Pontos altos: Seven: Os Sete Crimes Capitais (1995), Clube da Luta (1999) e Garota Exemplar (2014).


MICHAEL MANN 


Não raramente, os homens do universo dos filmes de Michael Mann são tipos que levam muito a sério seus trabalhos e têm essa dedicação testada pelas circunstâncias. Em seus filmes, palavra e compromisso são iguarias de alto valor e piadinhas não constam do cardápio. Os homens (sim, no gênero masculino, mesmo) que protagonizam os filmes de Mann não descansam até que suas missões estejam cumpridas (e, acredite, sem que isso implique em qualquer vestígio de autoajuda).

Pontos altos: O Último dos Moicanos (1992), O Informante (1999) e Colateral (2004).


PAUL THOMAS ANDERSON 


Vou confessar: os três filmes citados como pontos altos são os três únicos de Paul Thomas Anderson que assisti - mas, caramba, que experiências! Seus filmes são sempre longos, contemplativos, mas seu caráter permanentemente questionador e filosófico os torna obrigatórios, presença constante em lista de melhores do ano. Nota mental: assistir e riscar Boogie Nights (1998) e Embriagado de Amor (2002) da minha Lista da Vergonha o quanto antes.

Pontos altos: Magnolia (1999), a obra-prima Sangue Negro (2007) e O Mestre (2010).


SPIKE JONZE 


Provavelmente, o mais original dos cineastas nesta lista, Jonze é um articulador de histórias improváveis. Ele dirigiu apenas quatro longa-metragens e o único que eu não assisti foi justamente o primeiro deles, Quero Ser John Malkovich (vergonha, vergonha, VERGONHA!).
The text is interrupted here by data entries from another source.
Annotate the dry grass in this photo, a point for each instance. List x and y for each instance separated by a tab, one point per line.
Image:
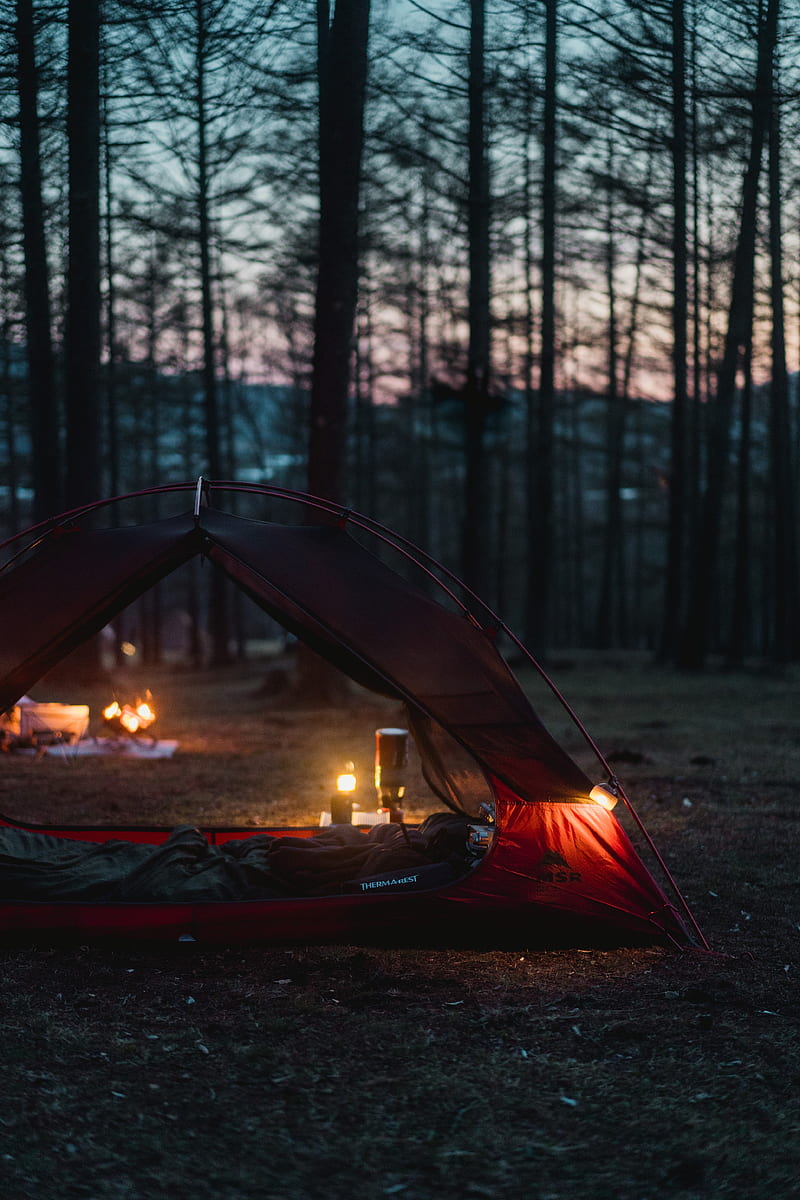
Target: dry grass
347	1073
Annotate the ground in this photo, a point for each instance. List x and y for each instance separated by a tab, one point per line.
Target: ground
340	1072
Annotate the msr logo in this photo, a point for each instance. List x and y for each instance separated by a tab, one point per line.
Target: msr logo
553	868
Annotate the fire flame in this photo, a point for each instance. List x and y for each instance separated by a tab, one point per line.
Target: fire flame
131	718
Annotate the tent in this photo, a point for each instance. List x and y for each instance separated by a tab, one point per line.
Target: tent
560	867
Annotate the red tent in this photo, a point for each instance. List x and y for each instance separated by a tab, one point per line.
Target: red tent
560	867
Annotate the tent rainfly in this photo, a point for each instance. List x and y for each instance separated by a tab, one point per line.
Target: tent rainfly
559	868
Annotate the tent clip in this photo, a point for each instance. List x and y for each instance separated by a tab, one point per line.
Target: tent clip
198	497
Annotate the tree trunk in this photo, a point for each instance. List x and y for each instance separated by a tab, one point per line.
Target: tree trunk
704	580
476	393
609	577
342	85
541	466
41	378
675	573
782	468
83	323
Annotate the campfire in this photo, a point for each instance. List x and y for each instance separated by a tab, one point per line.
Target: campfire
130	720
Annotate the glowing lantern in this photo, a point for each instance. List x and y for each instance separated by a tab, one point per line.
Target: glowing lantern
347	780
606	795
130	718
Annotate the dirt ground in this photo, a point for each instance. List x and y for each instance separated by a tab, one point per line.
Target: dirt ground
248	1073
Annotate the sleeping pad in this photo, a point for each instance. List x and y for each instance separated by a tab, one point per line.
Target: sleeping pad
40	867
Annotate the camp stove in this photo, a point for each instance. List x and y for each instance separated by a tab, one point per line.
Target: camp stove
479	838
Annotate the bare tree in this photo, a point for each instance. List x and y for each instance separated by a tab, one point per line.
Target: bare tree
342	64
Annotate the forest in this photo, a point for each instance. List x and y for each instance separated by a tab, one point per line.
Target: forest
517	277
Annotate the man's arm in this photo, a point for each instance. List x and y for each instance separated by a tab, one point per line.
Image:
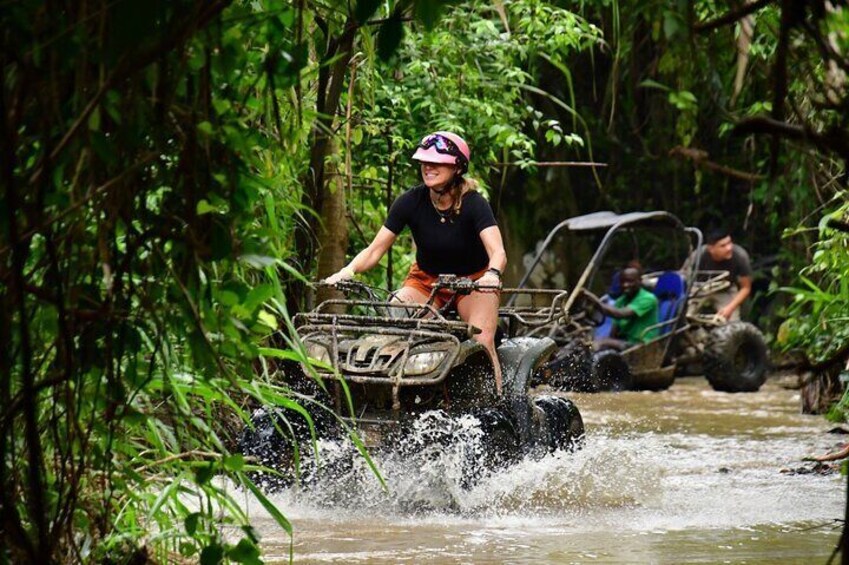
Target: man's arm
614	312
745	290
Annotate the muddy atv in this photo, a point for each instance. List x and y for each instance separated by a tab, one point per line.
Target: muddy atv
383	366
732	355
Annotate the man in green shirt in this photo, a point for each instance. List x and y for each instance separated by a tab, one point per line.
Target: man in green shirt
634	311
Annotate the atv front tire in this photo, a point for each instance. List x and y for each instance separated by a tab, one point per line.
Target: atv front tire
735	358
610	372
564	423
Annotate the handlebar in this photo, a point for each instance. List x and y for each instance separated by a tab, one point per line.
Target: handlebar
461	285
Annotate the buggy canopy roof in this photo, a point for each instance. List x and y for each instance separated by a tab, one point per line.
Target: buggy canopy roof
606	220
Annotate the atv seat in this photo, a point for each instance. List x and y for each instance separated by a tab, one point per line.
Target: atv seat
670	291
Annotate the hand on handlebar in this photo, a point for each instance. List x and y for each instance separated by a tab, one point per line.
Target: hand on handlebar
591	297
489	282
344	274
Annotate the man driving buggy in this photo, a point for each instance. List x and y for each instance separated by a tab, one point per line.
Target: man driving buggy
634	312
454	231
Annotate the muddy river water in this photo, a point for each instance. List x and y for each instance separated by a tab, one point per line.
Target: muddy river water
687	475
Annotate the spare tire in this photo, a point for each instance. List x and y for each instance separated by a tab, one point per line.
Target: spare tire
610	372
735	358
564	423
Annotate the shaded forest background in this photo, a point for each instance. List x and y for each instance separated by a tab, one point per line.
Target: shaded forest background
174	173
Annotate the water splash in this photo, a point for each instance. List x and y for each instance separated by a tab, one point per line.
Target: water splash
439	467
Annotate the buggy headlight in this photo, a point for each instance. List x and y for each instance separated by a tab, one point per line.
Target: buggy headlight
318	352
423	363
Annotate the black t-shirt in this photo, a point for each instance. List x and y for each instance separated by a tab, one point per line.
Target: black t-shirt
450	247
738	266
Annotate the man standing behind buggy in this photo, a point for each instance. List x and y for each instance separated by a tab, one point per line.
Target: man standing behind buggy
720	253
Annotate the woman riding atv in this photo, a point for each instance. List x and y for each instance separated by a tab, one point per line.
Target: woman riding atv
455	232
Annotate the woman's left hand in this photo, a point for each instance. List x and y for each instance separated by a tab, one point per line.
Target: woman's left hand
490	282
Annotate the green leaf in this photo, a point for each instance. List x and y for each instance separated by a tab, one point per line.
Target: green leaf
365	9
204	473
191	523
245	551
204	207
212	554
389	37
258	261
235	462
205	128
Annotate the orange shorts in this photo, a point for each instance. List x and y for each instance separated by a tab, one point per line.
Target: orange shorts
423	282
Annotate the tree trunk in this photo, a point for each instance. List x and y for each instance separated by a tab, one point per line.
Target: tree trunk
333	231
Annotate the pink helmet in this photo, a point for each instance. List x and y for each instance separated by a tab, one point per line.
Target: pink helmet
444	147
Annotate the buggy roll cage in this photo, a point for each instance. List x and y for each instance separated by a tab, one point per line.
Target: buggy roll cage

De resto, temos mesmo que bater palmas para um homem que consegue extrair um duplo ótimo desempenho de Nicolas Cage (como os gêmeos de Adaptação) e transforma a história de amor entre um homem e um sistema operacional (Ela) num dos melhores filmes da década.

Pontos altos: Adaptação (2002), o genial Ela (2014) e Quero Ser John Malkovich (1999 - é, eu não vi, mas tantos prêmios e tantos queixos caídos dos que assistiram não podem estar tão errados).